Indien zich geen geval voordoet als bedoeld in het tweede lid van art.10 EVRM, -en dat is het geval omdat de gemeente bereid is mee te werken- dient op grond van art.10 EVRM in verband met art.94 Grondwet, de hoogtebeperkende bepaling in het bestemmingsplan buiten toepassing te worden gelaten, zoals ook de jurisprudentie van de Raad van State duidelijk aangeeft. (Opm.: die kan hij kopiëren uit het door de VERON uitgegeven boek "Amateurradio Antennes – een juridische leidraad" (ISBN 90-70756-41-2) (bijv. pag.211-214, 183-186, 163-167,132-133, bij te voegen en naar te verwijzen)). Er is dan dus geen sprake van afwijking van het bestemmingsplan. De uitgebreide procedure is daarmee juridisch overbodig.

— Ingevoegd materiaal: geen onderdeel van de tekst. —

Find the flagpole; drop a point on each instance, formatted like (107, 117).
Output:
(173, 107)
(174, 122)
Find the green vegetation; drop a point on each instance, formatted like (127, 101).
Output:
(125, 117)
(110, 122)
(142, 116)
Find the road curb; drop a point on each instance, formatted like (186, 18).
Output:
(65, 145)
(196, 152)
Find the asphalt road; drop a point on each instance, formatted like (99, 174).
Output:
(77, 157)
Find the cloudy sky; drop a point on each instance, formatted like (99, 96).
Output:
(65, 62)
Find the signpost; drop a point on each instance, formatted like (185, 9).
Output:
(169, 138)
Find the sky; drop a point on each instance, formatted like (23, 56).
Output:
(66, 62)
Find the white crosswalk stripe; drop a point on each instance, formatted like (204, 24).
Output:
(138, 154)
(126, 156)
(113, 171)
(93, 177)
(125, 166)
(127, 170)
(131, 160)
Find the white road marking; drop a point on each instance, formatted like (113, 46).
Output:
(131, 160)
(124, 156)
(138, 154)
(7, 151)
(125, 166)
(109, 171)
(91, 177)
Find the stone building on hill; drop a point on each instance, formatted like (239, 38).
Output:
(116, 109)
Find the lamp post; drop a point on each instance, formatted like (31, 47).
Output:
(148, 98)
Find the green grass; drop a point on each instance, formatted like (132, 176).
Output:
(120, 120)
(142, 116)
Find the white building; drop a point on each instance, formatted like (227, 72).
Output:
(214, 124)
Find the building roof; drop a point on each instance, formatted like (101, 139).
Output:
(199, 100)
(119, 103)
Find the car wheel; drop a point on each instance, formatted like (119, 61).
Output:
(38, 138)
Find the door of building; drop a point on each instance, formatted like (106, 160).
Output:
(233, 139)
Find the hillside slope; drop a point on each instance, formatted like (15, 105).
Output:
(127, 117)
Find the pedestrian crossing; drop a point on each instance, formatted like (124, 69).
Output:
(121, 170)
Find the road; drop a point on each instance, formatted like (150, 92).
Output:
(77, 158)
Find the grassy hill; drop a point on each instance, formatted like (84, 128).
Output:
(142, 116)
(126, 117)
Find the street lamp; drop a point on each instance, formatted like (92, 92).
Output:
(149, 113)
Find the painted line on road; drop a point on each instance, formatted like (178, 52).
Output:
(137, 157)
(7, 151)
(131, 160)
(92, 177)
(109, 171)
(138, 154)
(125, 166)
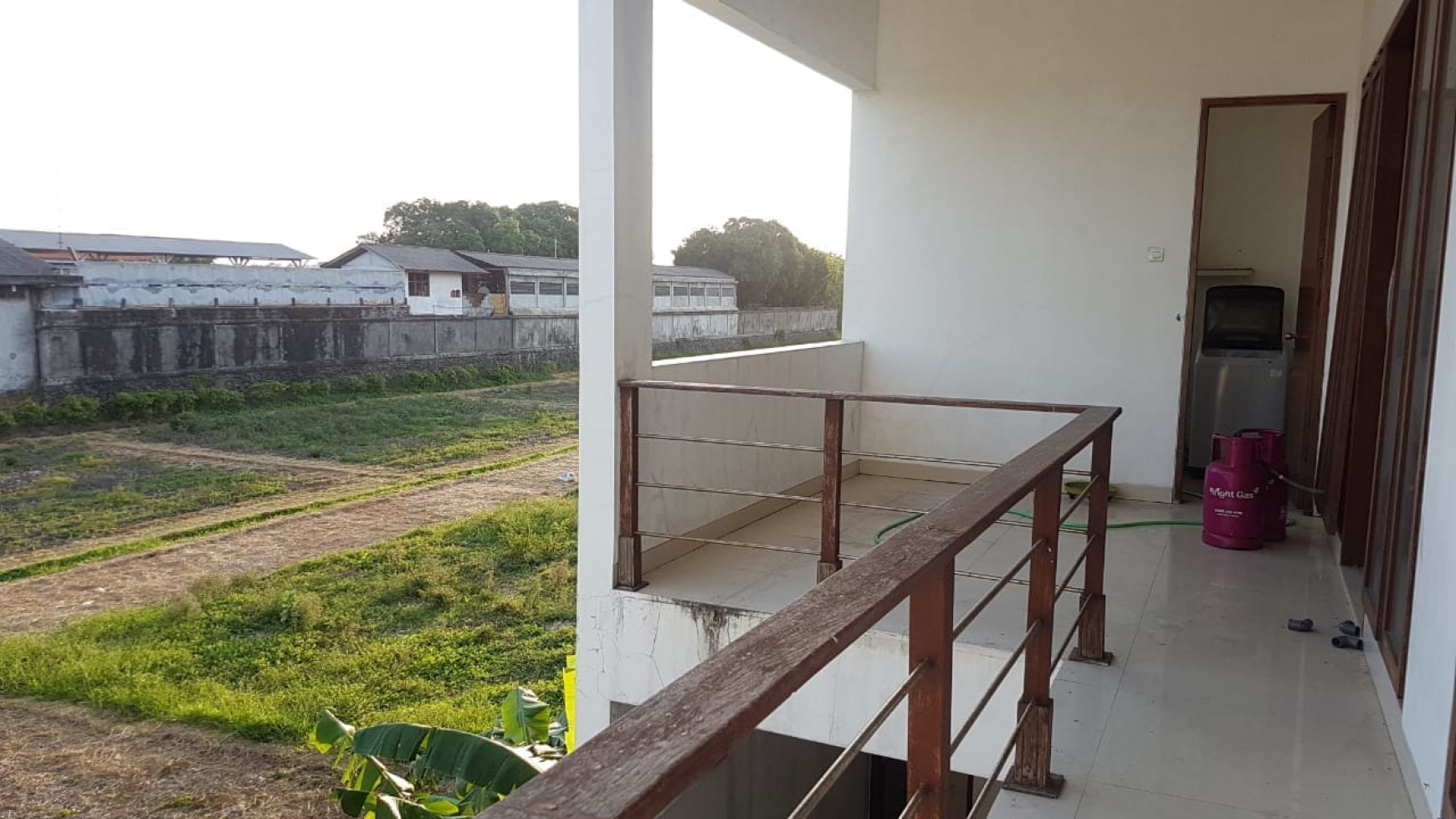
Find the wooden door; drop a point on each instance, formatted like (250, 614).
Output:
(1411, 340)
(1347, 447)
(1306, 373)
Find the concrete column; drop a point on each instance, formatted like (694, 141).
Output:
(616, 305)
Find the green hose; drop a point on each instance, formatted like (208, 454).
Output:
(1078, 527)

Indien B. en W. daar desondanks voor kiezen, mag dit er niet toe leiden dat aanvrager de daardoor geheven extra leges verschuldigd is, noch deze verplicht mag worden een planschade-overeenkomst aan te gaan.
Over dit laatste is mij overigens geen jurisprudentie bekend en het gaat er om dat de gemeente zich laat overtuigen. Over het algemeen is men nogal huiverig om af te wijken van de gebruikelijke regels.
"
Met andere woorden: een bestemmingsplan en daaruit voortvloeiende planschade is niet relevant bij de plaatsing van een antennemast voor een zendamateur.